Правда, он не посмел так прямолинейно поинтересоваться именем, поскольку отдавал себе отчет в важности девушкиного поручения и постарался не быть чересчур настырным. Но теперь, когда оскорбление было нанесено, Соловьев утратил последнюю долю сомнения.
— Немедленно извинитесь перед девушкой, — решительным тоном произнес он, — и верните флажок на его место.
Мерзкий детина в характерной зловещей рубахе с наглым видом посмотрел на Соловьева. Соловьев спокойно выдержал его взгляд. Они долго-долго пялились друг в друга до тех пор, пока детина не отвел глаза и не стал тереть их руками.

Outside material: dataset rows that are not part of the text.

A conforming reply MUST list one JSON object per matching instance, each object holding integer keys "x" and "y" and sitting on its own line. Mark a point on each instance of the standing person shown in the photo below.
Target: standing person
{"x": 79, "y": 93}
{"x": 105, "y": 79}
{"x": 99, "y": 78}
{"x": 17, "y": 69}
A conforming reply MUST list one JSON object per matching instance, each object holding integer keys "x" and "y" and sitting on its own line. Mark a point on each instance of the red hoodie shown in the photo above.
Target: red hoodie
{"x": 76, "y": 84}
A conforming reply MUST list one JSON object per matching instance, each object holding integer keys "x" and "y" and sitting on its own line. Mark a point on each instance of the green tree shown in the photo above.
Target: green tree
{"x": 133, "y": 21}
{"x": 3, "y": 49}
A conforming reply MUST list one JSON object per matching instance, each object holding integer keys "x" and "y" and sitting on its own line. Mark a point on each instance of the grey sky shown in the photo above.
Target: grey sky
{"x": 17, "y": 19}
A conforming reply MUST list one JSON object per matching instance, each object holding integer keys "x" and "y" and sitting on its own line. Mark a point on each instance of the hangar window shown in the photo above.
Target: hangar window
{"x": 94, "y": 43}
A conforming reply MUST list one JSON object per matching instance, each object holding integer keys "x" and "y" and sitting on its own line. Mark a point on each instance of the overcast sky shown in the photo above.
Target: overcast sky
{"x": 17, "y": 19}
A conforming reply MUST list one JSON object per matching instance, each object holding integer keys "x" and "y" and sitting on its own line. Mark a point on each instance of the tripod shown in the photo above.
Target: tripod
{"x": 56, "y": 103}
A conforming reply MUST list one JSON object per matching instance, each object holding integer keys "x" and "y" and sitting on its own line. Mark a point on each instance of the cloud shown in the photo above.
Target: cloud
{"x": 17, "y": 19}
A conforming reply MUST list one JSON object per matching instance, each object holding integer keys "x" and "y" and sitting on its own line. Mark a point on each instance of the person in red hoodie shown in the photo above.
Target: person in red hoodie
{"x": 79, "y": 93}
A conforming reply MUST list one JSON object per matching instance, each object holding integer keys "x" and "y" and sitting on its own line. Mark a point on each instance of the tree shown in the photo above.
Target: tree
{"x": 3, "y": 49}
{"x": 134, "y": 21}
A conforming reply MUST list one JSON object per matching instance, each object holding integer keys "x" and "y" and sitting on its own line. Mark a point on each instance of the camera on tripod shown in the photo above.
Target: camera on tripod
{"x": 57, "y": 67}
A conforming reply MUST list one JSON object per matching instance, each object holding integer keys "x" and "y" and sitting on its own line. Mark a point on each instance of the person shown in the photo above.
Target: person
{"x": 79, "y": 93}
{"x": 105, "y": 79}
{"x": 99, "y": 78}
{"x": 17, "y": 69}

— И тебе не стыдно? — тихо спросил его Соловьев.
— Нет, а чего? — столь же тихо ответил противник, протирая свои измученные глаза.
— Имей уважение хотя бы к национальному знамени. Передай своим главарям, — сказал Соловьев, — что их методы борьбы неконституционны и смехотворны.
Раздались аплодисменты. Собравшиеся приветствовали появление на трибуне представителя польской Солидарности, раздвинувшего два пальца в победоносном приветствии.
— Хай живе Солидарность! — пронеслось над площадью и затем, ударившись о противоположный крутой берег реки, возвратилось могучим эхом: — Хай живе и да здравствует!
— Приколи значок назад! — с сильным запахом харизматизма приказал Соловьев. Гад колебался.
— Скажи свое кредо, — потребовал у него Соловьев, дабы его испытать окончательно.
— Хорошо, — сказал тот. — Хоть я по матери наполовину татарин, но я против вырождения человечества.
— Мы тоже против, — неожиданно вклинилась в разговор девушка со своими особенными, миндальными, глазами. «Боже милостивый! Где ты, ты, мое безнадежное кровосмешение? Куда все поехало? А? Зачем?» — Соловьеву вдруг стало так уютно от этого словечка мы, что в горле все пересохло.